Half hour with… Angelina Jolie
By Adam Stone
Photographed by Carlo Allegri
The Oscar-winning actress tells us about her directorial debut and how it was made possible by the support of partner Brad Pitt.
Mother, humanitarian, sex symbol, movie star, writer, producer and director… Angelina Jolie has many strings to her how. Despite the impressive list, the 36-year-old says she was shy about her latest venture, In the land of Blood and Honey, a movie that focuses on the ordeal faced by women in the Bosnian War.
She needn’t have worried. The film – which Angelina wrote, directed and co-produced – impressed the critics.
Here, Angelina tells how her “wonderful partner” of six years, Brad Pitt, helped her to brave her first venture behind the camera.

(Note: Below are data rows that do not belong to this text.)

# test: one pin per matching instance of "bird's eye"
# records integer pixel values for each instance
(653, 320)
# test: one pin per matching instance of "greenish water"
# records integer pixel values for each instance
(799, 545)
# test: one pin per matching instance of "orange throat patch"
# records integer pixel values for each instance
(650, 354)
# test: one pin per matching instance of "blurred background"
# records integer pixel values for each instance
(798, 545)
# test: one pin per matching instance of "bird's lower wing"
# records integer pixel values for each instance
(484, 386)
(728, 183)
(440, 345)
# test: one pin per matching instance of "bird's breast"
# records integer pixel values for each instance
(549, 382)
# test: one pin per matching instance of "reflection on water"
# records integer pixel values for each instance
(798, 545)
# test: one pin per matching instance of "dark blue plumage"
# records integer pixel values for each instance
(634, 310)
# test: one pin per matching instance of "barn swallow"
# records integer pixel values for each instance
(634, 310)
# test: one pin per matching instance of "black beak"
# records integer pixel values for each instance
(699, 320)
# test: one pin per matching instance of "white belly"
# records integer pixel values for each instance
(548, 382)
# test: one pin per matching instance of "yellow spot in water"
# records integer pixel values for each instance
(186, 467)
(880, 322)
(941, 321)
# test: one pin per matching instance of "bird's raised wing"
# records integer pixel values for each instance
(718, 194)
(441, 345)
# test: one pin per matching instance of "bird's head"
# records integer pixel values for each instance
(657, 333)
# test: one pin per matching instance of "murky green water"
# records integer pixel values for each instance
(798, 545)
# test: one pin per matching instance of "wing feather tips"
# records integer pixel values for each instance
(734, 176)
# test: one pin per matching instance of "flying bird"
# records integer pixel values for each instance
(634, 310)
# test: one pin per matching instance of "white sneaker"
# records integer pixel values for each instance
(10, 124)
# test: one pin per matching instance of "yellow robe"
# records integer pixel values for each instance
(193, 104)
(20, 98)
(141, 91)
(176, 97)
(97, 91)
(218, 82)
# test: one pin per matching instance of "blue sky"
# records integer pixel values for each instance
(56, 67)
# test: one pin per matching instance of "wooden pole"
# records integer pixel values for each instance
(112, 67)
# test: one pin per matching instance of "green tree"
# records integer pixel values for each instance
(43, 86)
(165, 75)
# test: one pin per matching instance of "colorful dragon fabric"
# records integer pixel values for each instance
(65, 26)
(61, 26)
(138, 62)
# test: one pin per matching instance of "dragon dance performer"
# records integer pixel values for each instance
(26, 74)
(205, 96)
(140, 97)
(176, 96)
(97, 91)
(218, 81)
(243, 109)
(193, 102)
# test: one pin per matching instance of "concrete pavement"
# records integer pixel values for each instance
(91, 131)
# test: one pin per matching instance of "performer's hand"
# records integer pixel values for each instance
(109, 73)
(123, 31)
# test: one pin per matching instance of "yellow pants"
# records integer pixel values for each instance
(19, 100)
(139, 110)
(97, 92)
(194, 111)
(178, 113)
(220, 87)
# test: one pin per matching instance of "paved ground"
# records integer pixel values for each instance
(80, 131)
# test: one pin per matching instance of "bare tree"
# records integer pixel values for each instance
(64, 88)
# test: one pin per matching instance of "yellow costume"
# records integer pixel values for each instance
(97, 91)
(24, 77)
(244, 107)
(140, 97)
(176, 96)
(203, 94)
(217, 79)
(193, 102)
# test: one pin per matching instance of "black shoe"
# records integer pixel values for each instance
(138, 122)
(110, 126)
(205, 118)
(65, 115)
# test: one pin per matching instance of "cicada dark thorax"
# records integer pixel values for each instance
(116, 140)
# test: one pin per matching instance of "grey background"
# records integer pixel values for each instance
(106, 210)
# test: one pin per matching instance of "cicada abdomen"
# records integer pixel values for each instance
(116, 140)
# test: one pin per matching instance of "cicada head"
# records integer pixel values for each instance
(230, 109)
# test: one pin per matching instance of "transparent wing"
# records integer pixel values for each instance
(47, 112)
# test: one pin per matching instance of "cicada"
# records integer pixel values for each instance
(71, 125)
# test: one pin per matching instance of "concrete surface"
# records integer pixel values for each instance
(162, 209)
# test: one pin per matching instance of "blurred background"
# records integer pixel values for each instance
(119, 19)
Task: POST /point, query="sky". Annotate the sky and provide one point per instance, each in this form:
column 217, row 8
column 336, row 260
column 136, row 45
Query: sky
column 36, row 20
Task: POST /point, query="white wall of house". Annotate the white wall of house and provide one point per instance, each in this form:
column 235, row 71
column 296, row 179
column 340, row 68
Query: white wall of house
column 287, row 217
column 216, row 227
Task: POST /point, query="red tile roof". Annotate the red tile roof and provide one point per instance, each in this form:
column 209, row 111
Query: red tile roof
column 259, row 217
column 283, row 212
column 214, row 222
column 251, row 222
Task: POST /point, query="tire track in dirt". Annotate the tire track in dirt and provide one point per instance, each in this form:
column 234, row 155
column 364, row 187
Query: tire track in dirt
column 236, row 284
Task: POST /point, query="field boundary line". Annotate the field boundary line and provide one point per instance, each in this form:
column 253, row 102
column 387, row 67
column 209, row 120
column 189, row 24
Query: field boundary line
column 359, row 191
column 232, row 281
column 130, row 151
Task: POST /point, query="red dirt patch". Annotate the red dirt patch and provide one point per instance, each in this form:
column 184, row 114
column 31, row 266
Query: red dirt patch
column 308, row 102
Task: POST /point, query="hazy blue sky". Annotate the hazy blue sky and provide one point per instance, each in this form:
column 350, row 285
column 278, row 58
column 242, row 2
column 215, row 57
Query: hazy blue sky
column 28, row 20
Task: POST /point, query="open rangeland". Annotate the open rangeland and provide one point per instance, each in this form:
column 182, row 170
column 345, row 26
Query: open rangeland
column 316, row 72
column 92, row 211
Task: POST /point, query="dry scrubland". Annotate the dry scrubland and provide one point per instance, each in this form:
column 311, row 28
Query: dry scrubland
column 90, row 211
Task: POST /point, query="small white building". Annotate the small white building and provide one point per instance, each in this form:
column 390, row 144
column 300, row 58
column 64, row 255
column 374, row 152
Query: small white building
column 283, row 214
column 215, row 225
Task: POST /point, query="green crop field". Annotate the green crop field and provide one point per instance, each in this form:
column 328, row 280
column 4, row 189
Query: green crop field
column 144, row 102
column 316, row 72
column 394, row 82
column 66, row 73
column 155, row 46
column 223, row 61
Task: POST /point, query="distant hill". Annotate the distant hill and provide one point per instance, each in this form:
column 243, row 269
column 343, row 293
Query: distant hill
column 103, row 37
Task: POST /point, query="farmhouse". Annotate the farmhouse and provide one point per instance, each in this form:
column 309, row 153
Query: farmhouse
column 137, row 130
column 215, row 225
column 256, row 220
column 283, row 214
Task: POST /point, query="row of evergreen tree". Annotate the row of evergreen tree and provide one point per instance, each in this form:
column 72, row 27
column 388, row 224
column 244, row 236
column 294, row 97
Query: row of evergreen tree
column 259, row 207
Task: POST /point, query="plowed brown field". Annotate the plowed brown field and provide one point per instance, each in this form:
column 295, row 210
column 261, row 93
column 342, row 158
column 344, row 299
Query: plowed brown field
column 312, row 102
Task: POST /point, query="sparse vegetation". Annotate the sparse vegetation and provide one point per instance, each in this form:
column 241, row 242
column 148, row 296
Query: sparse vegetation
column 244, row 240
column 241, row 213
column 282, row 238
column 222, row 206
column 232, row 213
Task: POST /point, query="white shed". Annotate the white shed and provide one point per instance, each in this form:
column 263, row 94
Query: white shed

The actor, who turned 48 last week, stayed in Hungary and Bosnia during filming to take care of their kids, Maddox, ten, Pax, eight, Zahara, six, Shiloh, five and three-year-old twins Vivienne and Knox.
How did you find the time to write a script with six children to look after?
A lot of it was written at Shiloh’s art class. I would sit there with my little note pads, writing. It’s odd now to see the film and realise that a lot of it was written in a child’s art class, because it’s very dark.
Was it hard juggling directing with being a mother?
Well I have a wonderful partner in Brad. We take turns working – always. So I was with the kids when he shot Moneyball then he took months off while I was in Hungary. Every morning he would take the kids to school and then they would come and visit me on set.
How does it feel to have your family support you in what you do?
It means everything. I wouldn’t be here without them.
What made you want to make a film about the Bosnian war and crimes against women?
My passion was to get a great education in Bosnia and then it just somehow led to the film. Then I met the people of the region and I could not be more passionate about them. I just followed their lead. But I never set out to direct a movie. I wrote the script as a kind of private exercise that I never intended to show any body. Then I showed it to Brad and he said: “You know, honey, it’s not bad.”
Was directing more or less stressful than you had anticipated?
It was stressful, but every day was an education and I loved it so much because of the subject matter.
Did you ever have to scream at the actors to get things done your way?
I’m not a screamer. I would more likely whisper in their ear. It all depends on the subject matter, but I didn’t have to teach people. They had lived through the war; they were teaching me.
We hear there was a lot of humour on set despite the subject matter…
Everyone from the former Yugoslavia has the greatest sense of humour. And I think because the subject matter was so heavy, every time the cameras stopped rolling everyone was so kind to each other and everyone was giggly. They had to do such brutal things on camera, it was only natural to balance that out at the end of the day.
Did you consider adopting another child while you were in Bosnia?
Oh well, you know [laughs]. It’s not something I have thought of. But there is a great organisation called SOS Children’s Villages in Sarajevo and we will supporting it through our soundtrack and other ways.
Is it true you’re planning to shoot a movie in Afghanistan?
I wrote something, but really didn’t intend telling anyone about it. I have been to Afghanistan many times. I’ve met Afghanis in Pakistan before 9/11 and I have also met people serving in the military over there, in the hospitals. So there has been something on my mind to cross those two themes.
What are you looking forward to doing most next, acting or directing?
I would love to direct, but I don’t know. You do one and just hope they let you do it again. We’ll see.